Age 17: Too cool for parties, not too cool for TP-ing everyone's house.
Hey, it's your last year in high school, so you're too cool for parties and too young to drink. What else are you gonna do besides throw toilet paper on people's houses until a neighborhood Dad gets mad?
Age 18: Guess who has no parents and a costume that is basically just a bra?!
You!!
Ages 19-21: Meh, it's a cool excuse to drink.
You might still dress up in something sexy or ironic, but the Trick-Or-Treating stops and you just go to a party instead. You spend weeks trying to think up a witty intellectual costume to prove your English Lit major without looking like you're trying at all. No one at the parties really cares about Halloween, but the decorations remind you of being a kid and the booze reminds you that you're kind of an adult.
Age 22: The last hurrah.
You're starting to get the suspicion that Halloween is about to become a whole lot less fun in the coming years, so you just go all out. One epic costume, one epic party, something to remember for when you're 26 and have no clue what to wear for a costume.
Ages 23-25: You have no idea how to feel about Halloween anymore.
Now that you're out of college and have a job of some kind, dressing up seems like a waste of time. Plus, you wanna think of a really cool interesting costume but you can never really think of anything worth doing, nor do you have the time or money to execute. You are in a rut.
Ages 26: This is your year. Halloween is BACK!

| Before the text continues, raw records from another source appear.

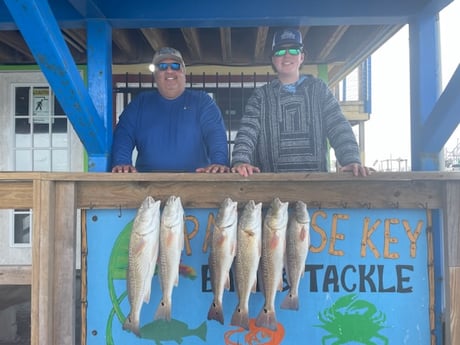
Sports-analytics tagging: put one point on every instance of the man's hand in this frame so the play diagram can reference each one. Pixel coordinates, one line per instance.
(245, 169)
(214, 168)
(124, 168)
(357, 169)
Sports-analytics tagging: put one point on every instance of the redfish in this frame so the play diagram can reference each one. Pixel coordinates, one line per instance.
(171, 245)
(142, 259)
(297, 245)
(222, 253)
(273, 250)
(248, 252)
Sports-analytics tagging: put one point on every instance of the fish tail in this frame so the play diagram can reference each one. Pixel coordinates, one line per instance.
(201, 331)
(240, 318)
(132, 325)
(163, 311)
(291, 301)
(215, 312)
(267, 319)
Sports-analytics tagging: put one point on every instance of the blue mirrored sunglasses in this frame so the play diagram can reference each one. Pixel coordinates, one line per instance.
(291, 51)
(163, 66)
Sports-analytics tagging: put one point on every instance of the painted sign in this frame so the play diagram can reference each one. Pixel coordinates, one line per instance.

Oh man this is it. This is IT! You talked your partner into dressing up as the Ice Bucket Challenge with you. Topical couples costume. That shit can't be beat. And you're pretty sure you will not get barfed on this year! Could there be a better Halloween for you? I don't think so!
Ages 27-30: Acceptance.
However you feel about Halloween (and whether or not you wanna go out, dress up, get shitfaced or stay in bed) is pretty firmly cemented by now. You have a solid Halloween routine. A Hallowtine. Mostly it just becomes a day to binge eat candy with your girlfriends and refer to your red wine as "brain juice." What's cooler than that?